Most of your weapons are useless
I remembered liking Sidewinder missiles when I was young, but looking back, I think I just liked the cool name. In reality, AMRAAM missiles are your everything. They have great range, are incredibly accurate, and typically destroy enemies in one hit. Sidewinders, on the other hand, have something like a third of their range, constantly miss, and seem incapable of destroying a plane by themselves. That’s not even an exaggeration—for all the hours I played learning this game’s ins and outs and making my way through three-fourths of the campaign mode, I never once took an enemy plane out with a lone Sidewinder. It always took at least two, and since their range sucks so bad and you only have 2-4 of them, they’re practically worthless for actually engaging planes.
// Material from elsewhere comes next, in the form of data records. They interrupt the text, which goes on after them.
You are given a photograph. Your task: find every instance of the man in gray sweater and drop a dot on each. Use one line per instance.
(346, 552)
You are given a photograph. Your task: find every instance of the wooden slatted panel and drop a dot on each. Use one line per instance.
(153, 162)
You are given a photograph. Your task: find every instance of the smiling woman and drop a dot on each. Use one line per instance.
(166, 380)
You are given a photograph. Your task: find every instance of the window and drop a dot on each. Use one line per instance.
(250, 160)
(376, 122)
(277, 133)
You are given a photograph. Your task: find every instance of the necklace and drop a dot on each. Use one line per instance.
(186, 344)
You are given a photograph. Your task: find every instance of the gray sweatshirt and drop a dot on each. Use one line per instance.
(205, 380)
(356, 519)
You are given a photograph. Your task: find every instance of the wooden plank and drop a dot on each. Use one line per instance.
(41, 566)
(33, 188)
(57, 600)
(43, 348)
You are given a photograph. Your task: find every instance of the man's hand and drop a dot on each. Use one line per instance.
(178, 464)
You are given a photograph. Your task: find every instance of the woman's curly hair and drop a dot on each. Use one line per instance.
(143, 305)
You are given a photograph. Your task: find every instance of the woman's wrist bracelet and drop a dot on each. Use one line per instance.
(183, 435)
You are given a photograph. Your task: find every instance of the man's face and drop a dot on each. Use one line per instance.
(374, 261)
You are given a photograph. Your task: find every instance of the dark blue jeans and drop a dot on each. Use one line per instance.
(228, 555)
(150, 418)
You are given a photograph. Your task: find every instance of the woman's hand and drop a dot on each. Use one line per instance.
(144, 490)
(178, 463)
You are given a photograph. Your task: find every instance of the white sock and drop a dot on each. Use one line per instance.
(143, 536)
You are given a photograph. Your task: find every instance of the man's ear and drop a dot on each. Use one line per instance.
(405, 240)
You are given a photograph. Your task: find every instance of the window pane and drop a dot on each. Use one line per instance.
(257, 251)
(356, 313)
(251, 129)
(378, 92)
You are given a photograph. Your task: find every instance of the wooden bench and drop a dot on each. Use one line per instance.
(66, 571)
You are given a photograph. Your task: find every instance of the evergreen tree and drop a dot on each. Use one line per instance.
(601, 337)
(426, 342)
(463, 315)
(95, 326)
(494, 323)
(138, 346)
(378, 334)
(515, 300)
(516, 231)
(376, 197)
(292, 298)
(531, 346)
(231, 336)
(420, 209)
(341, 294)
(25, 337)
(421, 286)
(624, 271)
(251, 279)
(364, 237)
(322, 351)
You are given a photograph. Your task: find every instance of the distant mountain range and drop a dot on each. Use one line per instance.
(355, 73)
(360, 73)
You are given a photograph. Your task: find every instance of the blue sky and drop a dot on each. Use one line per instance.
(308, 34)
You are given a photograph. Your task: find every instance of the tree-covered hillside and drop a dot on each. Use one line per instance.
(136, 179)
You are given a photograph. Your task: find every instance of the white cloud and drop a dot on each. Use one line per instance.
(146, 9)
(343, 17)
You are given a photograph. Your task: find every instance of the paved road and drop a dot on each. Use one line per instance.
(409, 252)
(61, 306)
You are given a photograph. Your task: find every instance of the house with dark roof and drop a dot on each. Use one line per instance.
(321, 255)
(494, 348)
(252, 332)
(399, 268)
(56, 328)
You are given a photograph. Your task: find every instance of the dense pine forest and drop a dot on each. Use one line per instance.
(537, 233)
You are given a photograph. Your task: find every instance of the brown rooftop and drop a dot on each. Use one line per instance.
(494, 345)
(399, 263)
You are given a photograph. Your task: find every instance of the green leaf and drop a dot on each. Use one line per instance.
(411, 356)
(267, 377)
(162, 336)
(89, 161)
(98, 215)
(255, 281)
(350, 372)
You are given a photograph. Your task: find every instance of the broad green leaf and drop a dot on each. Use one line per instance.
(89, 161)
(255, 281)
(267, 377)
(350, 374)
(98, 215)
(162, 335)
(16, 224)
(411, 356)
The machine gun is similarly bad, and while I appreciate how realistic it feels to fire a hundred bullets and hit nothing (they are fighter pilots in open space, after all), bullets also have a terrible range that prevents them from being useful for damaging ground units until you’re dangerously close to flying into the ground or a mountain.
This is apparently the first game in the series
Wikipedia claims that this is the game that started the F-22 series (which also includes Raptor and Lightning 3, neither of which I’ve played). I’m open to the possibility of Wikipedia being wrong—it certainly wouldn’t be the first time—but my inability to find an earlier game lends credence to the claim. Why call it Lightning 2 if it’s the first game in the series, though? Talk about a weird decision.
Decent graphics, repetitive music
For a game released in 1996, the graphics here are actually surprisingly pretty. I mean, the N64 released in 1996 and 3D was suddenly a big thing. We’re talking about the same year Super Mario RPG and The Elder Scrolls II: Daggerfall were released. It’s kind of amazing how advanced the graphics look compared to others of the time, and while they obviously don’t hold up to modern standards, they still have charm to them. The music, on the other hand, is an abomination. That’s not to say that it’s bad, because it isn’t, but there only seem to be two songs in the entire game: the title screen song, and the one that plays in missions. In all missions. Over and over and over and over again until the notes are trapped in your skull, clawing their way out with a vengeance. The sound effects were worth all the trouble it took to enable them, but getting the music working was a huge mistake.